Reputation: 77
If I understand right multiple gremlin servers don't communicate with each other. The scale is in the cassandra/ES only.
If that is true how many vertexes can each gremlin server support?
When the graph is updated by one gremlin server when will the other gremlin servers see that change?
Thanks!
Upvotes: 2
Views: 120
Reputation: 1296
The number of vertices supported is 500 trillion (2^59)
The storage backend is the sole source of state between multiple Gremlin servers.
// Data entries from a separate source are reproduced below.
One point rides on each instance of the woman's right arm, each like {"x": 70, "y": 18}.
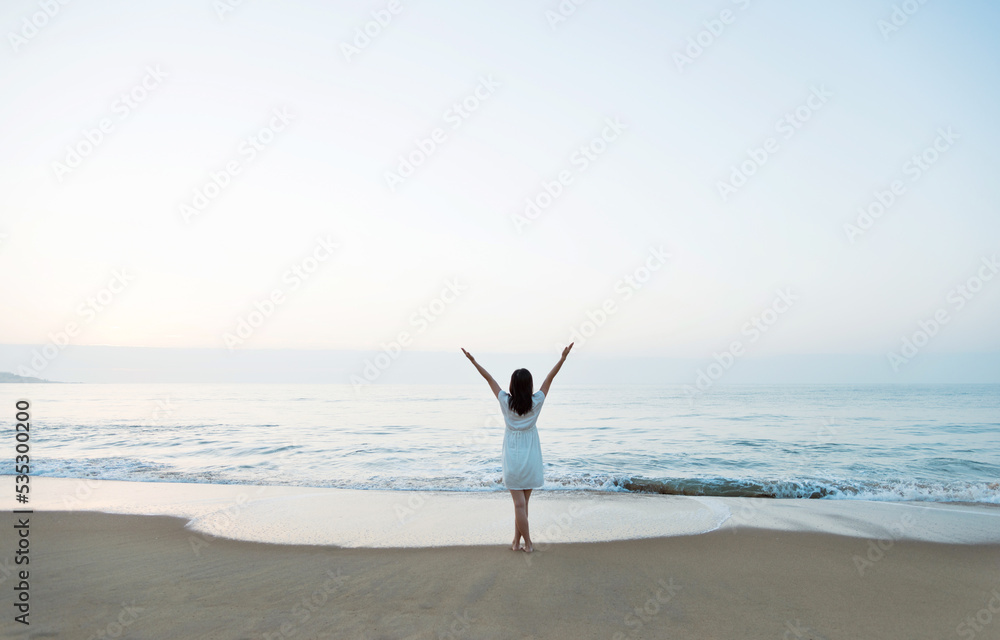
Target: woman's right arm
{"x": 494, "y": 387}
{"x": 552, "y": 374}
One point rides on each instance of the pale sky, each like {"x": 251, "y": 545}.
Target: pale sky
{"x": 105, "y": 244}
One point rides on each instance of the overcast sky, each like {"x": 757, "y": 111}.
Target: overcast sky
{"x": 170, "y": 170}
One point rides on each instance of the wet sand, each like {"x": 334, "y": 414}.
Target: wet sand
{"x": 150, "y": 577}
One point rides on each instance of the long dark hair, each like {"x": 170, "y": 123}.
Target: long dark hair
{"x": 521, "y": 388}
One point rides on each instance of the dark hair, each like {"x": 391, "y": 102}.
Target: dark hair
{"x": 521, "y": 388}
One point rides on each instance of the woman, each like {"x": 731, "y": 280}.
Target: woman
{"x": 522, "y": 451}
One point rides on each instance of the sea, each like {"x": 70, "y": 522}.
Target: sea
{"x": 899, "y": 442}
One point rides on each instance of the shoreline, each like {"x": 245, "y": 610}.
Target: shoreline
{"x": 151, "y": 577}
{"x": 410, "y": 519}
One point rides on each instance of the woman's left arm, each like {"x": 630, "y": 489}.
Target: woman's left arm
{"x": 494, "y": 387}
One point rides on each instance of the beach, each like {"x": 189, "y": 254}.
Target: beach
{"x": 92, "y": 571}
{"x": 770, "y": 569}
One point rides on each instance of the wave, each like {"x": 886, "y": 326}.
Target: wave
{"x": 887, "y": 489}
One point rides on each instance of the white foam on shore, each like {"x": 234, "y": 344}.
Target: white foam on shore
{"x": 373, "y": 518}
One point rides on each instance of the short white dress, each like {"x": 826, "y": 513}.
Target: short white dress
{"x": 522, "y": 451}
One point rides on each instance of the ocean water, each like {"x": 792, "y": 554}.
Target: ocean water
{"x": 870, "y": 442}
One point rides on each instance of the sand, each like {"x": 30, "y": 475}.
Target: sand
{"x": 97, "y": 575}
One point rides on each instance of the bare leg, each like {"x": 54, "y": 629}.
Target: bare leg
{"x": 516, "y": 545}
{"x": 521, "y": 519}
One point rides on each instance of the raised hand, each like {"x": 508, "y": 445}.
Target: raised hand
{"x": 566, "y": 350}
The number of vertices will not be increased by adding additional Gremlin servers.
The limitations on the number of vertices is outlined in the Technical Limitations Page in the JanusGraph Manual.
When one Gremlin Server sees changes made by another is determined by the storage backend choice, but it's still tricky to answer
As far as when the other Gremlin servers will see changes, that is a bit tricky to answer. If you are using a consistent data backend, the answer will generally be as soon as Gremlin finishes its transaction.
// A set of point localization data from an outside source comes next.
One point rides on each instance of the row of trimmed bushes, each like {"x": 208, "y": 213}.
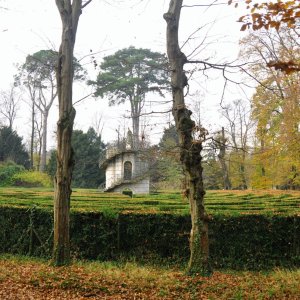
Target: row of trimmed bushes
{"x": 238, "y": 242}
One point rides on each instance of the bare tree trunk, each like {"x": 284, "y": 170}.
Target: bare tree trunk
{"x": 32, "y": 134}
{"x": 190, "y": 155}
{"x": 44, "y": 141}
{"x": 221, "y": 157}
{"x": 69, "y": 13}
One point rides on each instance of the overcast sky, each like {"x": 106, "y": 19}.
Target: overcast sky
{"x": 29, "y": 26}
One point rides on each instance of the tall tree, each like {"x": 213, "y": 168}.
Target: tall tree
{"x": 9, "y": 105}
{"x": 221, "y": 144}
{"x": 70, "y": 12}
{"x": 88, "y": 148}
{"x": 12, "y": 148}
{"x": 240, "y": 123}
{"x": 128, "y": 75}
{"x": 190, "y": 148}
{"x": 275, "y": 107}
{"x": 38, "y": 75}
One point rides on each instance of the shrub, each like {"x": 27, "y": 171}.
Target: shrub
{"x": 7, "y": 170}
{"x": 254, "y": 242}
{"x": 31, "y": 179}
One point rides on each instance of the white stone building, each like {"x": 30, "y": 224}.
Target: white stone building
{"x": 126, "y": 169}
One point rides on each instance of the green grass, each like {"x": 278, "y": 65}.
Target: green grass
{"x": 217, "y": 202}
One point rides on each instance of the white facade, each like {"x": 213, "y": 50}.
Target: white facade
{"x": 126, "y": 169}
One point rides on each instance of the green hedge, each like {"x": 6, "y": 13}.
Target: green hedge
{"x": 253, "y": 242}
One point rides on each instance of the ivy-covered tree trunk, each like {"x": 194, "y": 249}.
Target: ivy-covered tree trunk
{"x": 69, "y": 13}
{"x": 190, "y": 149}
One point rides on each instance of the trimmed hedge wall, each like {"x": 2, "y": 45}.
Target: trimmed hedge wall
{"x": 253, "y": 242}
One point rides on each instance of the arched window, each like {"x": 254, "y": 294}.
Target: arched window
{"x": 127, "y": 170}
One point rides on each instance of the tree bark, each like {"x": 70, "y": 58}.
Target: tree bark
{"x": 69, "y": 13}
{"x": 190, "y": 150}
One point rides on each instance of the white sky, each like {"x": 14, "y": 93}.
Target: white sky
{"x": 29, "y": 26}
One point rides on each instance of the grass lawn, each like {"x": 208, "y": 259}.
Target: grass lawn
{"x": 24, "y": 278}
{"x": 217, "y": 202}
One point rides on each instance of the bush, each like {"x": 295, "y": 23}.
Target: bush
{"x": 249, "y": 242}
{"x": 7, "y": 170}
{"x": 31, "y": 179}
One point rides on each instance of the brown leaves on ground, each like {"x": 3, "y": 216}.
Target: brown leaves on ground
{"x": 28, "y": 279}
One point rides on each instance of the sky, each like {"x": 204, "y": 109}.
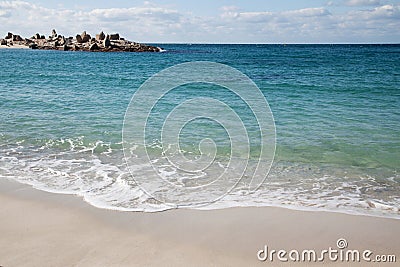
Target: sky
{"x": 210, "y": 21}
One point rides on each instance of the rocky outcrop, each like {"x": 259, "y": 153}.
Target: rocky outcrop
{"x": 100, "y": 37}
{"x": 81, "y": 42}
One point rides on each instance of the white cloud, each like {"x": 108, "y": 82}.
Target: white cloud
{"x": 156, "y": 23}
{"x": 363, "y": 2}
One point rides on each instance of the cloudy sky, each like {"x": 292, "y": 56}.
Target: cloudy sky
{"x": 211, "y": 21}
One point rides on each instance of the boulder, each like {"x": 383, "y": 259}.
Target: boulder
{"x": 114, "y": 36}
{"x": 79, "y": 39}
{"x": 94, "y": 47}
{"x": 85, "y": 37}
{"x": 107, "y": 42}
{"x": 17, "y": 38}
{"x": 33, "y": 46}
{"x": 61, "y": 40}
{"x": 100, "y": 37}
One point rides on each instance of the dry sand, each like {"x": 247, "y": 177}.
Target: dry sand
{"x": 44, "y": 229}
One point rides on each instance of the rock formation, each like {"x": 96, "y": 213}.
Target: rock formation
{"x": 81, "y": 42}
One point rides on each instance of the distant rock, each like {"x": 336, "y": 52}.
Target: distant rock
{"x": 17, "y": 38}
{"x": 100, "y": 37}
{"x": 79, "y": 39}
{"x": 33, "y": 46}
{"x": 81, "y": 42}
{"x": 85, "y": 37}
{"x": 94, "y": 47}
{"x": 107, "y": 42}
{"x": 114, "y": 36}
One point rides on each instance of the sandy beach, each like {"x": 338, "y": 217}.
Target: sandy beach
{"x": 44, "y": 229}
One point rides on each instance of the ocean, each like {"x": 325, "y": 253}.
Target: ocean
{"x": 335, "y": 108}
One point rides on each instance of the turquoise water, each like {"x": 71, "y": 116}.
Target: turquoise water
{"x": 336, "y": 110}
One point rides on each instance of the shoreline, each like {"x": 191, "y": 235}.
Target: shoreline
{"x": 15, "y": 46}
{"x": 53, "y": 230}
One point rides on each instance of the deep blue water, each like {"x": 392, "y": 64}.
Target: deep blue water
{"x": 336, "y": 110}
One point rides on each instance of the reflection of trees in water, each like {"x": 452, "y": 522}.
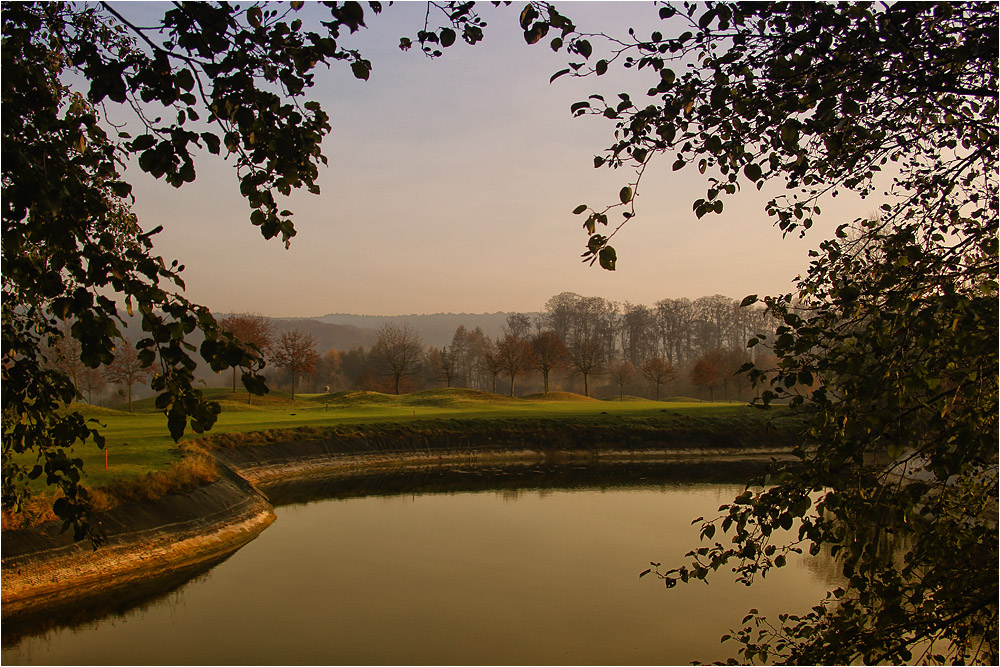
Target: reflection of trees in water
{"x": 135, "y": 599}
{"x": 543, "y": 478}
{"x": 509, "y": 482}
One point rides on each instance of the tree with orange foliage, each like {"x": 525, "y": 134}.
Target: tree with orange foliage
{"x": 251, "y": 328}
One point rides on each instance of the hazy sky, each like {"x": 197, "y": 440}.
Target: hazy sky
{"x": 451, "y": 186}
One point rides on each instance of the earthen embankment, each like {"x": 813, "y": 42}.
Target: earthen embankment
{"x": 43, "y": 569}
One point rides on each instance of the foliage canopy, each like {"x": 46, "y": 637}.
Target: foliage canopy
{"x": 210, "y": 77}
{"x": 890, "y": 340}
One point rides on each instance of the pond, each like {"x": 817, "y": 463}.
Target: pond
{"x": 530, "y": 565}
But Cassandra is a different beast.
Using an eventually consistent storage backend
Cassandra is what's known as an eventually-consistent database. This means that it trades transactional consistency for availability and partition tolerance; even if you started to lose nodes in the cluster, it will continue to function and serve requests.
The downside to this is that mutations in Cassandra do not instantly become available to consumers; you can even have the case where a client writes a change to Cassandra and that very same client doesn't see the change if they immediately try to read that data.
Chapter 31 in the JanusGraph Manual covers dealing with an eventually consistent storage backend like Cassandra.
Realistically, the amount of time between a mutation and all clients being able to see the mutation in Cassandra depends entirely upon the data load, the nature of the write, and the read/write consistency levels that JanusGraph is configured to read and write to Cassandra with.